A. Biological generality of sample-dependent sequence diversification. The study of sample-dependent sequence diversification unifies problems in disparate areas of genomics which are currently studied with application-specific models and algorithms. Viral genome mutations, alternative splicing, and V(D)J recombination all fit under this framework, where sequence diversification depends on the sample (through cell-type or infection strain type). Myriad problems in plant genomics, metagenomics and biological adaptation are subsumed by this framework.
B. Overview of NOMAD pipeline. NOMAD takes as input raw FASTQ files for any number of samples >1 and processes them in parallel, counting (anchor, target) pairs per sample. NOMAD performs inference on these aggregated counts, outputting statistically significant anchors. For each significant anchor, a denoised per-sample consensus sequence is built (Fig. 1D). NOMAD also enables optional reference-based post-facto analysis. If a reference genome is available, NOMAD can align the consensus sequences to the reference, enabling denoised downstream analysis (e.g. SNPs, indels, or splice calls). In silico translation of consensuses can optionally be used to study relationships of anchors to protein domains by mapping to databases such as Pfam (Methods).
C. Overview of NOMAD versus existing workflows. Existing workflows (red) discard low-quality reads during FASTQ processing and alignment, only then performing statistical testing after algorithmic bias is introduced; p-values are then not unconditionally valid. Further, for every desired inferential task, a different inference pipeline must be used. NOMAD (green) performs direct statistical inference on raw FASTQ reads, bypassing alignment and enabling data-scientifically driven discovery. Due to its generality, NOMAD can simultaneously detect myriad biological examples of sample-dependent sequence diversification.
D. NOMAD consensus building. NOMAD constructs a per-sample consensus sequence for every significant anchor by taking all reads in which the anchor (blue) appears, and recording plurality votes for each nucleotide, denoising reads while preserving the true variant; sequencing errors in red and biological mutations in purple. Existing approaches require alignment of all reads to a reference prior to error correction, requiring orders of magnitude more computation, discarding reads in both processing and alignment, and potentially making erroneous alignments due to sequencing error. They further require inferential steps, e.g. to detect if there is a SNP or alternatively spliced variant.

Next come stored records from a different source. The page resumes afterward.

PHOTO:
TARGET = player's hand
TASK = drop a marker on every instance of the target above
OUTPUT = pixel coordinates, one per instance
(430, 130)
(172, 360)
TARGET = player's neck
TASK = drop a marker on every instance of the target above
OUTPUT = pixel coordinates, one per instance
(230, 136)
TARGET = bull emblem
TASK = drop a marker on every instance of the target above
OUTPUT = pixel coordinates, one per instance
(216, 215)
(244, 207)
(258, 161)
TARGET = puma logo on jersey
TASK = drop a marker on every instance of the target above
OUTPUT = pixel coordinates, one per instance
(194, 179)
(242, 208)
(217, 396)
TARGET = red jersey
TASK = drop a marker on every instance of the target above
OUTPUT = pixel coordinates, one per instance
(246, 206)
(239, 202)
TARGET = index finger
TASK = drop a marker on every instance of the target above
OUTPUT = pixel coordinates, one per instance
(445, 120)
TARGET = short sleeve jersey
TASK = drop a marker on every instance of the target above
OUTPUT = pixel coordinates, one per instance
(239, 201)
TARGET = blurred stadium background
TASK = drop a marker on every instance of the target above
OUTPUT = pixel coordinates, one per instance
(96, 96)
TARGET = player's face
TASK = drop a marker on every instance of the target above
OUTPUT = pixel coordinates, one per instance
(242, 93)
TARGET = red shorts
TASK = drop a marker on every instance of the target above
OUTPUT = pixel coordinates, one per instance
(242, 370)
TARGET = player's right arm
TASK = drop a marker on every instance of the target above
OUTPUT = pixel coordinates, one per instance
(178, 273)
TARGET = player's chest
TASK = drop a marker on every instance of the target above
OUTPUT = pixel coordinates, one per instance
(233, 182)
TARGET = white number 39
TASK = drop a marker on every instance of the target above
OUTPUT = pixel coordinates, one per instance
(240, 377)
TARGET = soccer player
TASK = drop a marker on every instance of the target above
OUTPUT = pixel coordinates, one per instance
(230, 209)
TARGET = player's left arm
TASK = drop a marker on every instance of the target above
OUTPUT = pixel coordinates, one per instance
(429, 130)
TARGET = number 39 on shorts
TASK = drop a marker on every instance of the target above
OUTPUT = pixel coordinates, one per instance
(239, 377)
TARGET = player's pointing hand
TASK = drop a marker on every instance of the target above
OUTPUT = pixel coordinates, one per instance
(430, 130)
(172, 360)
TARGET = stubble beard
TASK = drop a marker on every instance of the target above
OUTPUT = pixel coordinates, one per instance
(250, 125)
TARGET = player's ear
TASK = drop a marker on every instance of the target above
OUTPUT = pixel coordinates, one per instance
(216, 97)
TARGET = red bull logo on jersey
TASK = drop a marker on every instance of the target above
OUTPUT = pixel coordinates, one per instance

E. Example construction of NOMAD anchor, target pairs. A stylized expository example of viral surveillance: 4 individuals A-D are infected with one of two variants (orange and purple), differing by a single basepair (orange and purple). NOMAD anchor k-mers are blue (k=4), followed by a lookahead distance of L=2, and the corresponding k-mer targets. Given sequencing reads from the 4 individuals as shown, NOMAD generates a target by sample contingency table for this blue anchor, and computes a p-value to test if this anchor has sample-dependent sequence diversity.